Prove that the objective value of a maximisation problem is a concave funciton of the RHS

Question

My question is the same as the one in this question. However, the answer remains unclear to me.

The question is as follows:

For each $b \in \mathbb{R}^m$, let $\xi^*(b)$ denote the optimal objective function value for the following linear program:

$$\begin{align}&\text{maximize} & c^T x \\&\text{subject to} & Ax & \leq b \\& & x & \geq 0\end{align}$$

Suppose that $\xi^*(b) \lt \infty$ for all $b$. Show that the function $\xi^*(b)$ is concave (a function $f$ on $\mathbb{R}^m$ is called concave if $f\left(tx+(1−t)y\right) \geq tf(x)+(1−t)f(y)$ for all $x$ and $y$ in $\mathbb{R}^m$ and all $0 \lt t \lt 1$). Hint: Consider the dual problem.

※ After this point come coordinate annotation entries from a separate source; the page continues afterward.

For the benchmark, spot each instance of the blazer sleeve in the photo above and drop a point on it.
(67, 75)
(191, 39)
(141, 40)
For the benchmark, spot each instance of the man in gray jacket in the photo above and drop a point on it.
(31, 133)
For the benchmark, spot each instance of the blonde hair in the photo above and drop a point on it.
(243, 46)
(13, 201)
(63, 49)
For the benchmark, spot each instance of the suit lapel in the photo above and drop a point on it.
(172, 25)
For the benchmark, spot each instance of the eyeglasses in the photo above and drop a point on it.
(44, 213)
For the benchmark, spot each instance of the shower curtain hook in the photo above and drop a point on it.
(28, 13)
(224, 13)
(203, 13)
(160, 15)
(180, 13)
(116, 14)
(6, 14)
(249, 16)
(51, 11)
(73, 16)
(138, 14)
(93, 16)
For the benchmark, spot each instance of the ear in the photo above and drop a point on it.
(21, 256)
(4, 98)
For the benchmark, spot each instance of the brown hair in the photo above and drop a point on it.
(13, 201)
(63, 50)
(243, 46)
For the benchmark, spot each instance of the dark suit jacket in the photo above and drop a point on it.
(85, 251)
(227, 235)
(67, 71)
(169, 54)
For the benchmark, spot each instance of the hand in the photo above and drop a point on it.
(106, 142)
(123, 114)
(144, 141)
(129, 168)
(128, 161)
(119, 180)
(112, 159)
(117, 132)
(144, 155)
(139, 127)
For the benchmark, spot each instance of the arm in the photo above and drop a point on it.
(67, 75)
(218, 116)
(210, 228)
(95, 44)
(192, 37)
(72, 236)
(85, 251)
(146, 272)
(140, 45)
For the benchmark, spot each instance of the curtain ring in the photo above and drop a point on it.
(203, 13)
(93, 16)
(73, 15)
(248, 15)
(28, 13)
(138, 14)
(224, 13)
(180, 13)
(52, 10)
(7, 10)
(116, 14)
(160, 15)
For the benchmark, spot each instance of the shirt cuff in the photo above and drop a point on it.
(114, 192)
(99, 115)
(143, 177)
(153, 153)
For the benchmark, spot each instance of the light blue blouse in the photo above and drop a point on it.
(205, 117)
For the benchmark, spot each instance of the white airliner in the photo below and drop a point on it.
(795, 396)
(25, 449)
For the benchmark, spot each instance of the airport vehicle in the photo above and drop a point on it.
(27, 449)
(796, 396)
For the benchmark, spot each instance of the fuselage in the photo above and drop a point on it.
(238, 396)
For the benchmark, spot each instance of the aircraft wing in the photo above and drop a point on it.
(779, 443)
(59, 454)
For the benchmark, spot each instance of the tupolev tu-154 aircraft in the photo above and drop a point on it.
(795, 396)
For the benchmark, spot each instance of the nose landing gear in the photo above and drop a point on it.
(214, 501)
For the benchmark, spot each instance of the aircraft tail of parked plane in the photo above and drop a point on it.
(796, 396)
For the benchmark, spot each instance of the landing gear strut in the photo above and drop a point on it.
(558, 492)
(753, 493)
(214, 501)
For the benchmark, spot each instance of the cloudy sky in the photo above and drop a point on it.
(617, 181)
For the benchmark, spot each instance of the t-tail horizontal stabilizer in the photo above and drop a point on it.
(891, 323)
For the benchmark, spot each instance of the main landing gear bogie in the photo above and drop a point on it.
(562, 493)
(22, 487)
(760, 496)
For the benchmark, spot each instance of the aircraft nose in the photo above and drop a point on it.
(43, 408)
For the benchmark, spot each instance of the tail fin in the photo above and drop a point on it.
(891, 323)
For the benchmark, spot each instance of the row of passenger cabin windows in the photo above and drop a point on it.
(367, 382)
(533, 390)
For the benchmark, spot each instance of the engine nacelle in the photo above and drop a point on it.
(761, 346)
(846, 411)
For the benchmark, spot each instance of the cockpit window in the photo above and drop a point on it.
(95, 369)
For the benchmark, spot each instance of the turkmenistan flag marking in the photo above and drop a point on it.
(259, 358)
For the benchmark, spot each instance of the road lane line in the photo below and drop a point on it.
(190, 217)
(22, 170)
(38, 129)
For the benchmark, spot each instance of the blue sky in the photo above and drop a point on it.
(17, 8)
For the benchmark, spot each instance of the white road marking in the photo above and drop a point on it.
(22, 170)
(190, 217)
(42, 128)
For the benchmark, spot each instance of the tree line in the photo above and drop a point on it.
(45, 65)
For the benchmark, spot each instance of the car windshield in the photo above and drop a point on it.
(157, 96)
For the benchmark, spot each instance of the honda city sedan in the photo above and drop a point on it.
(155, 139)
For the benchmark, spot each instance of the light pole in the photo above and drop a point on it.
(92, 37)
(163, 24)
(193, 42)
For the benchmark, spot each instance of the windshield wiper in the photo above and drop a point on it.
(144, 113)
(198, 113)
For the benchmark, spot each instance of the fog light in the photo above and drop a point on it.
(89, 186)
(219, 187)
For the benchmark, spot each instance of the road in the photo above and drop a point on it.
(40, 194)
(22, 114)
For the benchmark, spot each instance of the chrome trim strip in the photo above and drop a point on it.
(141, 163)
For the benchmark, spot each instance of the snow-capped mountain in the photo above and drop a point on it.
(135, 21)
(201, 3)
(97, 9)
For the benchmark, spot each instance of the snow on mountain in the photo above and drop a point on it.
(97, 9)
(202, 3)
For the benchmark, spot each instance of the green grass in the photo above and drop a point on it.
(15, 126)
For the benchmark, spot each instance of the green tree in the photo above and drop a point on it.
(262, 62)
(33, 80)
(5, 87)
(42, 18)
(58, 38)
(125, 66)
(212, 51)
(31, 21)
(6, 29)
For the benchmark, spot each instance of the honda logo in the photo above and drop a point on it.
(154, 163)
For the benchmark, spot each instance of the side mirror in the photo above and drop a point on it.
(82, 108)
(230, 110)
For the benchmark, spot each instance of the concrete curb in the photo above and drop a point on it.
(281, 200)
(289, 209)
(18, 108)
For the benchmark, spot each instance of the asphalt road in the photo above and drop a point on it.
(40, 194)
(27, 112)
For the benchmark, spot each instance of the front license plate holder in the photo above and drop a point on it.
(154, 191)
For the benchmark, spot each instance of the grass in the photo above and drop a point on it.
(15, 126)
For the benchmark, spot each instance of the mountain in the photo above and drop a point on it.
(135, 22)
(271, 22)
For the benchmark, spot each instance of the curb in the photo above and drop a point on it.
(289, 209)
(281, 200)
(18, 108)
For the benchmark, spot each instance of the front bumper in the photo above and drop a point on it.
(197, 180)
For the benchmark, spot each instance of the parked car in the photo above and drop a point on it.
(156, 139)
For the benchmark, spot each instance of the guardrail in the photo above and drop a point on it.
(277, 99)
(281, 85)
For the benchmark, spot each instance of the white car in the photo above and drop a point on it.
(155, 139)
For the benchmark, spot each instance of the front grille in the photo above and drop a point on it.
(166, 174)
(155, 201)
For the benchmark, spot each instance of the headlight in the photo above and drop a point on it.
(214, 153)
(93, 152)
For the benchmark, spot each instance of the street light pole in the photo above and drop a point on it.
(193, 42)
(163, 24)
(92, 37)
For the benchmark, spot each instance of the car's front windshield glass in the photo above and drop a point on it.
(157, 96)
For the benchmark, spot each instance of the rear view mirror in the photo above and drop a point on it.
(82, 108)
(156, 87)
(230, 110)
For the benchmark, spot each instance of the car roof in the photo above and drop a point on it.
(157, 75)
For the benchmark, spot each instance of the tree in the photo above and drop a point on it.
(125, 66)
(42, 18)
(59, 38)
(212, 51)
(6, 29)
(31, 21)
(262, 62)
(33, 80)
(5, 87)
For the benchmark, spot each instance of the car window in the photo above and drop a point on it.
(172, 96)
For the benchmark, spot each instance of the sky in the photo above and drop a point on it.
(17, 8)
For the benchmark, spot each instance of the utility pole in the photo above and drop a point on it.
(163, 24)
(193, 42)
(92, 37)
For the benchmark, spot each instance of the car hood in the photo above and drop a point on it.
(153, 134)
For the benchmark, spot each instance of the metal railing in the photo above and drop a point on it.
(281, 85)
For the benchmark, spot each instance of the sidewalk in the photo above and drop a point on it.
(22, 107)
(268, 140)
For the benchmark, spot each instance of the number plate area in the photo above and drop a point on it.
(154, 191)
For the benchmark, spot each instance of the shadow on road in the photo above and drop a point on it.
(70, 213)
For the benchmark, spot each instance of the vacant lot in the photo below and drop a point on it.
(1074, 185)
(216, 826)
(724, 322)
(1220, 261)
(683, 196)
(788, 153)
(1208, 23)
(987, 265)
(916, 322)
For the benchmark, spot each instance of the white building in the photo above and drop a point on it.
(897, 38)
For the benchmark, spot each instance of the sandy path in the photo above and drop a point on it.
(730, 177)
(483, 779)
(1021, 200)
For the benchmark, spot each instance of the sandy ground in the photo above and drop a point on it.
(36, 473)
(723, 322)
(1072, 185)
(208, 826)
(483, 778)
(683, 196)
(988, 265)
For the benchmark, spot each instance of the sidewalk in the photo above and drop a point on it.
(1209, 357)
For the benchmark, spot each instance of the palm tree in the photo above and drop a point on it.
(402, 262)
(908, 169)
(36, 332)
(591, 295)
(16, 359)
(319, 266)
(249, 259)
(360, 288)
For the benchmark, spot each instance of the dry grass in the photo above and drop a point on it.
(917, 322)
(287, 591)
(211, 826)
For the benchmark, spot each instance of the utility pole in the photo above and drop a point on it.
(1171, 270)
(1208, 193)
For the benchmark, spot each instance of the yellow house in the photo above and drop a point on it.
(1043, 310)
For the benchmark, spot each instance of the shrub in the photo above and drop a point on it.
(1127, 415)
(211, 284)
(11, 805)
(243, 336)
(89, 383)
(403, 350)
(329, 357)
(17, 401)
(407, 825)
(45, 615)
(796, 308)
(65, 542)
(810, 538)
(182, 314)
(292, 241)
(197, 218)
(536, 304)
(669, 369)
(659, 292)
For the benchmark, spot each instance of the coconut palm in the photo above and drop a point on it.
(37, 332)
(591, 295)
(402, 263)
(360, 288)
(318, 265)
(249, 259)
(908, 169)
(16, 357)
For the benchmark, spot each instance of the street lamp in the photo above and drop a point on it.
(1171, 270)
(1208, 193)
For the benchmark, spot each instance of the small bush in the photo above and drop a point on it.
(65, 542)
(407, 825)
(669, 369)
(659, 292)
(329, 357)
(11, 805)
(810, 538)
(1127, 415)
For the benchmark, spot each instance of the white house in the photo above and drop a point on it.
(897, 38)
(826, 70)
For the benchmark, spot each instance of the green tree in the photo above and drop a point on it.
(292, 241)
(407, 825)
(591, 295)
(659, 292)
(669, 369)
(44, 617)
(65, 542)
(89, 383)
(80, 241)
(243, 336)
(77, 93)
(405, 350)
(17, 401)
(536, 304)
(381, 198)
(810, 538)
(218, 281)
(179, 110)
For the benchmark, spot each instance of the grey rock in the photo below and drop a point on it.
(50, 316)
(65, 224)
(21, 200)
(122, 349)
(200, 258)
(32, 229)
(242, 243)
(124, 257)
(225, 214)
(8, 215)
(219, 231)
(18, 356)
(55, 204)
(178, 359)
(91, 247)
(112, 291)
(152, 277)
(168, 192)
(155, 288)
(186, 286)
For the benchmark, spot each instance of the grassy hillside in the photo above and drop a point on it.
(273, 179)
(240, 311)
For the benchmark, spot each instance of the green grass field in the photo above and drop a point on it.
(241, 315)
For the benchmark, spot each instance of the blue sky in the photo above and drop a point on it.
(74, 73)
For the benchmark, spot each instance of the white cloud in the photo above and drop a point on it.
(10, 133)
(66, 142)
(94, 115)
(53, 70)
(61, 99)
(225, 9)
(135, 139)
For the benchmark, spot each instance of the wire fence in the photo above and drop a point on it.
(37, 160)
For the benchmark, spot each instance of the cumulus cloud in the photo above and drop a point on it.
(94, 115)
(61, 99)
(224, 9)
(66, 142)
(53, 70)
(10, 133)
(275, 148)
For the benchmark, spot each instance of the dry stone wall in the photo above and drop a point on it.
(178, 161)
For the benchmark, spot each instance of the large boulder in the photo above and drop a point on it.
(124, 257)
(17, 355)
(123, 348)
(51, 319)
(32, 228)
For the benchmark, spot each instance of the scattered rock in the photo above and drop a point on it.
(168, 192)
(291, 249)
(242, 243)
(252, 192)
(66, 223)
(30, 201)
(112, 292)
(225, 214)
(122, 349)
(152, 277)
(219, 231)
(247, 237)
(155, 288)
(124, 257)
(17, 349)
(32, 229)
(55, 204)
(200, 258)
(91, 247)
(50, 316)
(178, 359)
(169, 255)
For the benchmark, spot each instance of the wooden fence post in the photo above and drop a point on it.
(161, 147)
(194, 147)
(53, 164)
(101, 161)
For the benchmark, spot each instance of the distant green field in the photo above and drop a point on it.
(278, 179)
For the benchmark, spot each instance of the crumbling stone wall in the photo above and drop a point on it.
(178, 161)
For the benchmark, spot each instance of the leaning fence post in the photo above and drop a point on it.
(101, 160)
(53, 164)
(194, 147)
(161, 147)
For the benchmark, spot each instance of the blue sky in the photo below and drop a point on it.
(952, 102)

(Vanderbei, Linear Programming: Foundations and Extensions 4e, exercise 10.2)

The poster suggests the following answer:

For $b_1$, the simplex method guarantees an optimal primal solution $x_1$ and optimal dual solution $y_1$ with corresponding costs $c^T x_1 = b_1^T y_1$. Perturb $b_1$ to $t b_1 + (1-t) b_2$. Then $y_1$ remains dual feasible, and $(t b_1 + (1-t) b_2)^T y_1$ provides a lower bound for the optimal objective value of this new problem.

That is,

$$\begin{align} \xi^*\left(t b_1 + (1-t) b_2\right) & \geq (t b_1 + (1-t) b_2)^T y_1 & \text{because $y_1$ remains dual feasible} \\ & = t b_1^T y_1 + (1-t) b_2^T y_1 \\ & \geq t b_1^T y_1 + (1-t) b_2^T y_2 & \text{because $b_2^T y_1 \geq b_2^T y_2$} \\ & = t \xi^*(b_1) + (1-t) \xi^*(b_2) \end{align}$$

($y_2$ denotes the optimal solution to the problem where $b = b_2$, and we know $b_2^T y_1 \geq b_2^T y_2$ because it is a minimization problem.)

Though I am unclear on the first inequality, since in my understanding, weak duality in the case where the primal is a maximisation problem, states that $c'x \le b'y$ Where $c'x$ corresponds to the primal objective, $b'y$, corresponds to the dual, and $x$ and $y$ are feasible solutions to each problem.

Furthermore, why is it ensured that after perturbing $b_1$ to $t b_1 + (1-t) b_2$, that $y_1$ is dual feasible?

Answer 1

Let $x^*_b$ and $x^*_a$ denote the optimal solution to the problem corresponding to $\xi^*(b)$ and $\xi^*(a)$ respectively, both with corresponding dual solutions $y^*_b$ and $y^*_a$.

Then, by strong duality, it holds that $c'x^*_b = b'y^*_b$. In addition, if $b$ is perturbed into $\lambda b + (1-\lambda) a$, $y^*_b$ remains dual feasible for the problem corresponding to $\xi^*(\lambda b + (1-\lambda) a)$ (perturbing $b$ only affects the objective in the original dual problem). $$ \begin{align} \xi^*(\lambda b + (1-\lambda) a) &= x^*_{\lambda b + (1-\lambda) a} & \\ &= (\lambda b + (1-\lambda) a)' y^*_{\lambda b + (1-\lambda) a} & \text{(Strong duality)}\\ &= \lambda b'y^*_{\lambda b + (1-\lambda) a} + (1-\lambda) a'y^*_{\lambda b + (1-\lambda) a} & \\ &\ge \lambda b'y^*_{b} + (1-\lambda) a'y^*_{a} & \text{(Dual is minimising)}\\ &= \lambda c'x^*_{b} + (1-\lambda) c'x^*_{a} & \text{(Strong duality)}\\ &= \lambda \xi^*(b) + (1-\lambda) \xi^*(a) \end{align} $$

Answer 2

Actually, you could also prove the concavity with only the primal problem. Let $x_1^*$ et $x_2^*$ be optimal solution for the problem at $b_1$ and $b_2$. And let $b= \lambda b_1 + (1-\lambda)b_2$. Then it suffices to check that $x = \lambda x_1^* + (1-\lambda)x_2^*$ is feasible at $b$. Then $\xi^*(b) \geq c^Tx = \lambda c^Tx_1^* + (1-\lambda) c^Tx_2^* = \lambda\xi^*(b_1) + (1-\lambda)\xi^*(b_2)$.